Libreville, 11 Mai 2026 – CHIFRE.INFO
L’Agence Gabonaise de Sécurité Alimentaire (AGASA) a dévoilé les nouvelles mesures destinées à encadrer les producteurs artisanaux de denrées alimentaires au Gabon. Cette décision intervient après l’annonce de l’interdiction provisoire de la commercialisation de plusieurs produits artisanaux, notamment le lait caillé, les jus de bissap, les glaces et autres préparations locales.
À travers un communiqué officiel, l’AGASA précise les différentes étapes que devront suivre les opérateurs afin d’obtenir un agrément sanitaire indispensable pour exercer légalement leurs activités.
La première démarche consiste pour chaque producteur à s’enregistrer auprès du bureau de l’AGASA le plus proche de son lieu d’activité. L’agence met également à disposition le numéro 1411 pour fournir des informations et accompagner les artisans tout au long de la procédure.
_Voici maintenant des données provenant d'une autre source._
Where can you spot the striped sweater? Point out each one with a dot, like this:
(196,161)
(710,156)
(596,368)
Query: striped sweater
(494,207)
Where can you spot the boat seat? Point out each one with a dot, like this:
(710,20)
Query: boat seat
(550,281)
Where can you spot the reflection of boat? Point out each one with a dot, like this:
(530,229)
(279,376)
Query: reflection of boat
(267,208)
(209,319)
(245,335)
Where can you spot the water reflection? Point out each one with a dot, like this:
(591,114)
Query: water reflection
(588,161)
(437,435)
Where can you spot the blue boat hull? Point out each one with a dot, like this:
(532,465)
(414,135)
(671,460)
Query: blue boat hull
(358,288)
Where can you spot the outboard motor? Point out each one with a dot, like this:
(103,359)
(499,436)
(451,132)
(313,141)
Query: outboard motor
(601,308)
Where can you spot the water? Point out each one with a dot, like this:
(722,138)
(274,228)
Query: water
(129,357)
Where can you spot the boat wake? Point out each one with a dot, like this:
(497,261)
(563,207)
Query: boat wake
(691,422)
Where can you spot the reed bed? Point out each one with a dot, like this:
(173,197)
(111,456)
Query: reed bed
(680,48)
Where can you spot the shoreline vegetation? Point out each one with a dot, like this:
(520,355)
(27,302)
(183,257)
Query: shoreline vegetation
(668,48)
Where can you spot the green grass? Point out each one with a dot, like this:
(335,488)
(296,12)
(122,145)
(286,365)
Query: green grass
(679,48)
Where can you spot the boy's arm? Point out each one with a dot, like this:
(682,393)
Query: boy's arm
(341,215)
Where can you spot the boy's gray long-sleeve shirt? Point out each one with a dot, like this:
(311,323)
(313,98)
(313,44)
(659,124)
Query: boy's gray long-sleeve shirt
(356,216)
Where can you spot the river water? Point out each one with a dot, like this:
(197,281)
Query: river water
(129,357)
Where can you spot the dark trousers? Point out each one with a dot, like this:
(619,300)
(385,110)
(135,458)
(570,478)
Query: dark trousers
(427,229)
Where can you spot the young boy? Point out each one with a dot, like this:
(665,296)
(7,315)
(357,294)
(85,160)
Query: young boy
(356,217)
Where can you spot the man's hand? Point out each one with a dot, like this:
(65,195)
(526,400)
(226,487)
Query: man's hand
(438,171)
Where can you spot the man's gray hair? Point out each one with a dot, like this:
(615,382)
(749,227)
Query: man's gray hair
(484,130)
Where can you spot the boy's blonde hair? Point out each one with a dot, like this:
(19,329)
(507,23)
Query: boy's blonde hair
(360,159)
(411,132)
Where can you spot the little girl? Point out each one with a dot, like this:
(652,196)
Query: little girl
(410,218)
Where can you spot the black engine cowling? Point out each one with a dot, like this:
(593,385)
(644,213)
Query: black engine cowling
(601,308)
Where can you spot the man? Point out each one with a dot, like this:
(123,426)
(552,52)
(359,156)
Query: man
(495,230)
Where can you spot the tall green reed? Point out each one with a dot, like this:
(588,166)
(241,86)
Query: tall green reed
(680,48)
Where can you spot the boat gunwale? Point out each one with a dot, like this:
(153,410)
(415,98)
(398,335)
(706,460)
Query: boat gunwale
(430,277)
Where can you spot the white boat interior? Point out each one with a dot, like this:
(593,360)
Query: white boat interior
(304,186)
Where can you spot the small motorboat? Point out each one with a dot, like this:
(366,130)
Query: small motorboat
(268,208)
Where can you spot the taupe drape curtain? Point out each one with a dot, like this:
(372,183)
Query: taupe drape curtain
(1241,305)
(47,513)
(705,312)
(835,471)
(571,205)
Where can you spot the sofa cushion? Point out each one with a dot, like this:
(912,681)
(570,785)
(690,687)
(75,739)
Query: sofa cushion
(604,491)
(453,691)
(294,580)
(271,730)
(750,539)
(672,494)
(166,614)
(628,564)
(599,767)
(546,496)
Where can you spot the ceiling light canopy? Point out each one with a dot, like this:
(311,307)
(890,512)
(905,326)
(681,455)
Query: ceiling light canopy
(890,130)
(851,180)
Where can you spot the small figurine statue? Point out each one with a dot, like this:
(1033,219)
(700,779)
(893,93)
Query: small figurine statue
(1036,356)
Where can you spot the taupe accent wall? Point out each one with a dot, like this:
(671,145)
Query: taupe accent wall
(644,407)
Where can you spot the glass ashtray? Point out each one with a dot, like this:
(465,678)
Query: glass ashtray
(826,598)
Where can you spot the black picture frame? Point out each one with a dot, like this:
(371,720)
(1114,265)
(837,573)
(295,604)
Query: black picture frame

Un guide simplifié ainsi qu’un programme de formation seront remis aux opérateurs concernés.
Les producteurs devront ensuite disposer d’un local exclusivement réservé à la transformation alimentaire. Ce site devra répondre aux normes d’hygiène et de sécurité exigées par l’agence. Ils seront également tenus d’équiper leurs unités de production avec du matériel adapté à la fabrication, à la conservation et à la distribution des produits.
Par ailleurs, l’AGASA impose la mise en place de protocoles de fabrication détaillés. Les producteurs devront expliquer les méthodes de préparation, les ingrédients utilisés, les quantités appliquées ainsi que les conditions de conservation des aliments.
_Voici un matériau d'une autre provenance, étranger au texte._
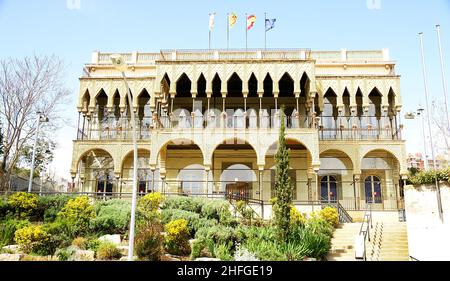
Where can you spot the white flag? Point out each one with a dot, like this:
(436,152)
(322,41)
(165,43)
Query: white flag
(211,21)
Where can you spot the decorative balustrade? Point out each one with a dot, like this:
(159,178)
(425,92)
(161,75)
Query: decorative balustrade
(346,129)
(249,54)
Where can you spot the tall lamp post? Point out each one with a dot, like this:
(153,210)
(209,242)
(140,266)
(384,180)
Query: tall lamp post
(120,65)
(41,119)
(424,73)
(420,112)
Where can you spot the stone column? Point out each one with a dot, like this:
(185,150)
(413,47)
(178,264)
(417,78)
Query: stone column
(260,181)
(356,189)
(206,179)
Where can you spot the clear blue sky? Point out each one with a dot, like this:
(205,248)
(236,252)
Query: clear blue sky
(50,27)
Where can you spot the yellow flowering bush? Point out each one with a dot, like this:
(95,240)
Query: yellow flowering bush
(23,203)
(31,238)
(177,237)
(80,242)
(79,212)
(296,216)
(331,215)
(151,201)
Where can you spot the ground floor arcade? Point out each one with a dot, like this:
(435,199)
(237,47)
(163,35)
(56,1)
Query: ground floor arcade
(354,177)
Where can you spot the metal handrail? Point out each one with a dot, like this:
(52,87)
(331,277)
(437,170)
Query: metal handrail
(344,216)
(413,258)
(366,232)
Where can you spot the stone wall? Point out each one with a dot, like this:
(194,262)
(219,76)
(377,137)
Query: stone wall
(428,236)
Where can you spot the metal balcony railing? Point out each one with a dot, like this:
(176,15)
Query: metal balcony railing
(340,128)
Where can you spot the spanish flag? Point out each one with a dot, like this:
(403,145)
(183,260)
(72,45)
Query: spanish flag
(250,21)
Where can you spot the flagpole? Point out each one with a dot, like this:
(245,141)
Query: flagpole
(246,22)
(444,84)
(209,38)
(265,31)
(228,31)
(424,73)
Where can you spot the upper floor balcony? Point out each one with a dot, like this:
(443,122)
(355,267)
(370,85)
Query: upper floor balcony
(328,127)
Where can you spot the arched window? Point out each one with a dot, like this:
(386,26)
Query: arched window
(191,179)
(372,187)
(328,188)
(238,179)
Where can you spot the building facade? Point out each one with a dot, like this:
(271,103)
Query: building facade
(208,124)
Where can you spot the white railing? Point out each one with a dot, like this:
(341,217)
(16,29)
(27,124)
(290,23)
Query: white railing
(250,54)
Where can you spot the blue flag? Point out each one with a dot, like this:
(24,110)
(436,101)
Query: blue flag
(270,23)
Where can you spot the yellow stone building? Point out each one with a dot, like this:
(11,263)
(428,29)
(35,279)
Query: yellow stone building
(208,124)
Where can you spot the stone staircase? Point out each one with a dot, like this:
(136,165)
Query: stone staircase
(342,243)
(389,242)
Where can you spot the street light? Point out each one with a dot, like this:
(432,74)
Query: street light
(420,111)
(424,73)
(41,119)
(120,65)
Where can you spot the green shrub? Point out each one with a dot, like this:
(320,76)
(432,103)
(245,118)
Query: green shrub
(32,238)
(112,217)
(149,241)
(331,215)
(313,244)
(8,229)
(93,244)
(219,234)
(108,251)
(216,209)
(177,237)
(224,251)
(62,233)
(191,204)
(64,254)
(23,204)
(264,250)
(79,212)
(5,209)
(48,207)
(245,211)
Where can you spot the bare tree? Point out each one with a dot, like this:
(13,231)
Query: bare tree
(27,86)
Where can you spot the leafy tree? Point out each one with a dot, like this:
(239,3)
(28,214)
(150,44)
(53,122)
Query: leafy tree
(283,185)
Une fois ces exigences respectées, un audit sanitaire sera réalisé par les services compétents de l’agence. Cette inspection permettra d’évaluer les conditions de production et d’identifier les éventuelles insuffisances à corriger avant toute autorisation officielle.
Des échantillons des produits finis seront également prélevés pour des analyses au laboratoire alimentaire de l’AGASA. Ces tests visent à garantir la qualité sanitaire des produits mis sur le marché.
Selon l’agence, la reprise ou le démarrage des activités dépendra exclusivement de l’obtention d’un agrément sanitaire officiel. L’AGASA souligne enfin que la durée du processus variera en fonction de la capacité de chaque opérateur à satisfaire l’ensemble des normes établies.